Shell Scripting: Mutex Locks

Mutexes in Linux shells#

Linux shells do not have built-in mutexes. However, it is possible to simulate them using the following approaches:

1. Implementation With `mkdir`#

The mkdir command in Linux is atomic on POSIX-compliant local file systems. This means that creation of a new directory either completes successfully or fails, and there is no intermediate state.

If two or more processes attempt to create the same directory simultaneously, only one will succeed, and the rest will receive an error. This makes the mkdir command a suitable and portable way for creating locks.

Before entering the critical section, the process checks if the lock directory exists. If the directory does not exist, then it means no other process is in the critical section or accessing the protected resource.

The process can then attempt to create the lock directory. If the directory is created successfully, then the lock is obtained and the process can enter the critical section. If there is an error creating the directory, then another process must be entering or has entered the critical section. The process can then choose to wait or abort execution.

Once the process is done, it can delete the lock directory to release the lock.
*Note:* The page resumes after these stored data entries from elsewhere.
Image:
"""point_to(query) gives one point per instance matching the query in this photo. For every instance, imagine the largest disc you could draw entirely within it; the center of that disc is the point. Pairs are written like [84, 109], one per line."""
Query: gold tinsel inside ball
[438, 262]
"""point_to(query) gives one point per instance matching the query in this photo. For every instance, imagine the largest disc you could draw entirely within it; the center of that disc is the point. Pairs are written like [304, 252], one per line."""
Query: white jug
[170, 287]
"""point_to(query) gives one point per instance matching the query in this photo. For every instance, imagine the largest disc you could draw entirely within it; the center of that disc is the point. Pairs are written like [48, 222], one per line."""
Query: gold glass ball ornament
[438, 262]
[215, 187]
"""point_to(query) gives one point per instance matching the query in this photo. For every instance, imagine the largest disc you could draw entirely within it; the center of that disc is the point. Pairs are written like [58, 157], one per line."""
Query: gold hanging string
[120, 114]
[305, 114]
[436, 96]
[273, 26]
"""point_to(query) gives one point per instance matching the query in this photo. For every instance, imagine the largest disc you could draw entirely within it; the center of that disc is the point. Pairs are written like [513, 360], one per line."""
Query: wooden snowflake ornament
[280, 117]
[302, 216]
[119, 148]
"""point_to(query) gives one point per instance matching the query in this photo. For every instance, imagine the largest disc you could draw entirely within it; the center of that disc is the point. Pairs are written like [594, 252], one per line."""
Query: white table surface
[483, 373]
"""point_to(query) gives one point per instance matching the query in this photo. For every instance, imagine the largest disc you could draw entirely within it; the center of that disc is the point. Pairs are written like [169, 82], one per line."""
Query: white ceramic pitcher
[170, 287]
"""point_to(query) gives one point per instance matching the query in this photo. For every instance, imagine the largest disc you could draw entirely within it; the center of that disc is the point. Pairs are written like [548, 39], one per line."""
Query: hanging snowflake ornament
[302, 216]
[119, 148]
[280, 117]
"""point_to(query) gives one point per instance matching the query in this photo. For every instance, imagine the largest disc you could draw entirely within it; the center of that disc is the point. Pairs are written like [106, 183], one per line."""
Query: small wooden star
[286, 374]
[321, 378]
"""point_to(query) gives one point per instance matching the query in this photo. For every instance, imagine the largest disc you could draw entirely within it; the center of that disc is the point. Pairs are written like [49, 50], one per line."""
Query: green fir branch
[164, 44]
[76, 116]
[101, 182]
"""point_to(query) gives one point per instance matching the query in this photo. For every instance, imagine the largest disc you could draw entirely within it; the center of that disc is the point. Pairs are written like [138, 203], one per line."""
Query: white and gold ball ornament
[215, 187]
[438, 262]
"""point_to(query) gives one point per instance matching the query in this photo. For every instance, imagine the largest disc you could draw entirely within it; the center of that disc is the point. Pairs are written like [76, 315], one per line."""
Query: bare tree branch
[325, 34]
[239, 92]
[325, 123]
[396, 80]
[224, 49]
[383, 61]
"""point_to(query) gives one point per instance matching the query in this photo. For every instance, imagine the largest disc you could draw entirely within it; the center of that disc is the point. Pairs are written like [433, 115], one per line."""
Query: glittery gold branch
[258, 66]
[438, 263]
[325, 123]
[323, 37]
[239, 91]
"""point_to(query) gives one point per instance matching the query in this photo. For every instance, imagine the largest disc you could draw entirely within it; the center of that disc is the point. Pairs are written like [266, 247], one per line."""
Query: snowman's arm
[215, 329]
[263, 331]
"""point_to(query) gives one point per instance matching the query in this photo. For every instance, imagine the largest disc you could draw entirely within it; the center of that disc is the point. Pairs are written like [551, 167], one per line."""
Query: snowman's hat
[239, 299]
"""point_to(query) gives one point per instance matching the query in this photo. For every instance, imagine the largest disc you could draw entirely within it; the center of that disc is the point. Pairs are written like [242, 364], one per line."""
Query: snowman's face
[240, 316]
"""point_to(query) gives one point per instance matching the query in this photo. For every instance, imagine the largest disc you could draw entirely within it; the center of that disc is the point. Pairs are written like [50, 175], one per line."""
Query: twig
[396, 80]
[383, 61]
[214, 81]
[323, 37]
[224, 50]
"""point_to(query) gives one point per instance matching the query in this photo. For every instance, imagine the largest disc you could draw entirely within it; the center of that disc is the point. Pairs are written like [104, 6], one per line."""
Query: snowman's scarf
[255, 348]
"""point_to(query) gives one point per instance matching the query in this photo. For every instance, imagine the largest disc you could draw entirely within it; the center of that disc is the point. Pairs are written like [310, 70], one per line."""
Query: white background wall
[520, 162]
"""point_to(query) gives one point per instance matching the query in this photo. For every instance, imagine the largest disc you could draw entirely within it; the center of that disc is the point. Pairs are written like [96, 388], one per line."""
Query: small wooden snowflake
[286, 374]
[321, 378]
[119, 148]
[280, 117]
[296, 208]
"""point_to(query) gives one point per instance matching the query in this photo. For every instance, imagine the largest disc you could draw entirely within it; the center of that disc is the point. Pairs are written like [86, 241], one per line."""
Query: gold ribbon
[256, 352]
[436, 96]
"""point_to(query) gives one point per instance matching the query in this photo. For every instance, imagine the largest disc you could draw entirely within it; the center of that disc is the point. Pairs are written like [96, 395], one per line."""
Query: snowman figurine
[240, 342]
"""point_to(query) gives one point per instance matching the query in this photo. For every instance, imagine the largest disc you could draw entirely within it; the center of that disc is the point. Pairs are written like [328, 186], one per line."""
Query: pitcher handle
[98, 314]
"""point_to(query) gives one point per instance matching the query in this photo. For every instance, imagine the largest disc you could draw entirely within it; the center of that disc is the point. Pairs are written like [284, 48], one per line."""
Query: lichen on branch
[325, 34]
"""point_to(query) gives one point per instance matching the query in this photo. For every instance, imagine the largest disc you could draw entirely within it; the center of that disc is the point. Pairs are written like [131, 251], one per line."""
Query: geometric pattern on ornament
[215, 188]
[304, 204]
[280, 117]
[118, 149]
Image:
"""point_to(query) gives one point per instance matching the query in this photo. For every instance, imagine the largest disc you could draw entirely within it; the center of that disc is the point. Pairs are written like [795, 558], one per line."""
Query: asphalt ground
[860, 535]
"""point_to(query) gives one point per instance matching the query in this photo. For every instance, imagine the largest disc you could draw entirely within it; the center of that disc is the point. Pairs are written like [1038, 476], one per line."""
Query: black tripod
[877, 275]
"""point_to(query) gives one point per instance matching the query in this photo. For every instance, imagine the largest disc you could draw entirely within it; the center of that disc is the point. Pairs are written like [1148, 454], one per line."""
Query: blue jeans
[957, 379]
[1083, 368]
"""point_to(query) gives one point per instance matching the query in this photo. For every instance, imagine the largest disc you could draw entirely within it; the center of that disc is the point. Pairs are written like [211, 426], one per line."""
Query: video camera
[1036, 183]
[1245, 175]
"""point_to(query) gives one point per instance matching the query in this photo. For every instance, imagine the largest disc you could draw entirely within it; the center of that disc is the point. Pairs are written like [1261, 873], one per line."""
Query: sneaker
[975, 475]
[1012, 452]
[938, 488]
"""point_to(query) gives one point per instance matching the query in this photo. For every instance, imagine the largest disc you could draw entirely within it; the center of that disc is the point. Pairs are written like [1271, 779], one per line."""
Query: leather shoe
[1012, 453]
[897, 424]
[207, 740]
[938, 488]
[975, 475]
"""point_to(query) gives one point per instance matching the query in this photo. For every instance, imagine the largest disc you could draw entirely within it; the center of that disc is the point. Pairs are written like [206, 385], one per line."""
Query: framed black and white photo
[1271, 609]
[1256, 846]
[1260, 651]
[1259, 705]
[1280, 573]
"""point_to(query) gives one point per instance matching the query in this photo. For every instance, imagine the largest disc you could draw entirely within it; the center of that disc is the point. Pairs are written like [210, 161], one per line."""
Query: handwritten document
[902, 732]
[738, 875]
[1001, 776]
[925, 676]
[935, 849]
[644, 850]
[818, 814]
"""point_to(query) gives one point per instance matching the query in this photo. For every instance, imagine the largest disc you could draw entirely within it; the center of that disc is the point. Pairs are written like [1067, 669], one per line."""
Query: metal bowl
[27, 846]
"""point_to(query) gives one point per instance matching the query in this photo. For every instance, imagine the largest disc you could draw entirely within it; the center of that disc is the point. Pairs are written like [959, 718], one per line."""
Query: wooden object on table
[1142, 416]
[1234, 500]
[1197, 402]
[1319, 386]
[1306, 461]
A trap can also be set to clean up the directory in case the script exits cleanly.

1
LOCK_DIR="/tmp/lock_file"
2

3
if ! mkdir "$LOCK_DIR" 2>/dev/null; then
4
    # resource is already locked
5
    # : exit or wait for it to be unlocked
6
    echo "Another processes has the lock."
7
    exit 1
8
fi
9

10
trap 'rmdir "$LOCK_DIR"' EXIT
11
# lock acquired on resource
12
# enter your critical section here...

`mkdir` caveats#

The biggest problem for using the mkdir command is stale locks.
Stale locks result from the lock directory not being successfully deleted.
This can happen in the following situations:
- When the script is killed by a SIGKILL signal, signal 9, before the lock directory is cleaned up. This signal cannot be trapped by a shell script.
- When the script’s execution is abruptly stopped due to a system crash or a power loss.
When a stale lock results, subsequent executions may fail to create the lock directory.
On Network file systems, the atomicity of the mkdir command cannot be guaranteed due to issues such as caching.
Use of the -p flag changes the behaviour of the command.
The mkdir approach relies on a non-zero exit code if the lock directory exists and a zero exit code if it is created successfully. With the -p flag, if the lock directory exists, a non-zero exit code is not returned breaking the mutex implementation.
This approach also lacks lock management features such as lock timeouts, lock information, and lock cleanup.
To use this approach, these features have to be manually implemented.

2. Implementation With `flock`#

flock is a Linux utility used to manage advisory locks on open files from within a shell script or the commandline. The utility helps to achieve synchronized access to a file protecting its contents from accidental corruption. It relies on the underlying flock() system call, which associates the lock with the file descriptor a process holds for an open file.

The lock is an advisory lock and thus it is not enforced by the kernel. This means that a process can still have access to the file even if it is locked. All processes that access your resource must use flock and respect the lock for it to work.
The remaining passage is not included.